Guide

How Audio-Reactive Visuals Work

FFT, BPM, onset detection, and LFO — five techniques

Visuals that flinch or swell with the music — familiar from any club wall or festival LED wall — are in fact five distinct signal-processing ideas stacked on top of each other: FFT, loudness, BPM detection, onset detection, and LFO. Each measures something different and fits a different kind of effect.

Reading time
About 6 min
Goal
Understand what "audio-reactive" actually measures
For
VJs, preset designers, developers
Prerequisites
High-school math (for the FFT idea)
How Audio-Reactive Visuals Work

Five techniques and where each fits

FFT (frequency analysis)
Short-Time Fourier Transform splits audio into energy per frequency band. Bass (< 250Hz), mid (< 4kHz), high (< 16kHz) can be driven separately — "color shifts on bass," "sparkle on hi-hats." In the browser, AnalyserNode.getByteFrequencyData() exposes it immediately.
Loudness (RMS / peak)
Instantaneous volume. RMS tracks perceived loudness, peak catches transients. Mapping volume to brightness or scale is the simplest and most common reactive layer — the default baseline for live VJing.
BPM detection (beat tracking)
Estimates song tempo. Dance 120–140, hip hop ~90, drum-and-bass ~170. With BPM in hand, LFOs sync to the beat and per-beat cuts become possible. Accuracy drops in crowd-noisy clubs.
Onset detection
Spots sudden rises — kicks, snares, claps. Best for strobes, inversions, hard cuts. Typical algorithms watch spectral flux or energy deltas.
LFO (Low-Frequency Oscillator)
Runs independently of audio — sine, triangle, or saw at 0.1Hz to a few Hz. The only way to get "alive but not audio-reactive" motion. Blended with reactive layers, produces the natural-drift-plus-peaks feel that reads best over long sets.

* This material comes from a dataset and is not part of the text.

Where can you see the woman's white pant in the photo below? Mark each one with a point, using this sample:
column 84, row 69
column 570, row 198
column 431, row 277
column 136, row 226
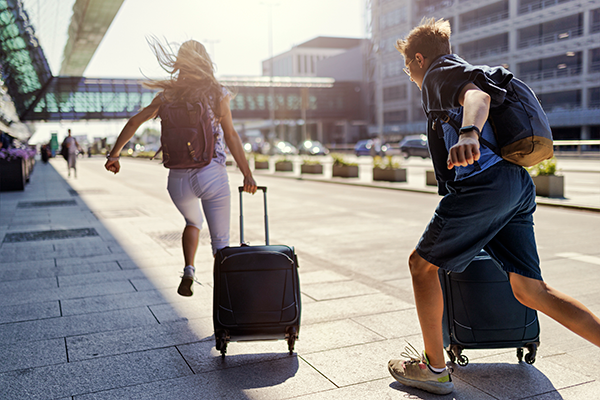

Implementation environments

Professional rigs live mostly in Max/MSP (Cycling '74) and TouchDesigner (Derivative). Both ship FFT, onset detection, and BPM modules natively; wiring them to a visual node is enough to build reactive behavior. Max/MSP sits deeply inside Ableton Live as Max for Live — the native tool of artists like Robert Henke / Monolake.

In the browser, start from AnalyserNode in the Web Audio API. FFT, RMS, and waveform data are all available from plain JavaScript, feeding naturally into Three.js or Hydra. Butterchurn (jberg, a WebGL port of MilkDrop) is close to a complete audio-reactive visualizer out of the box, driven by preset files alone.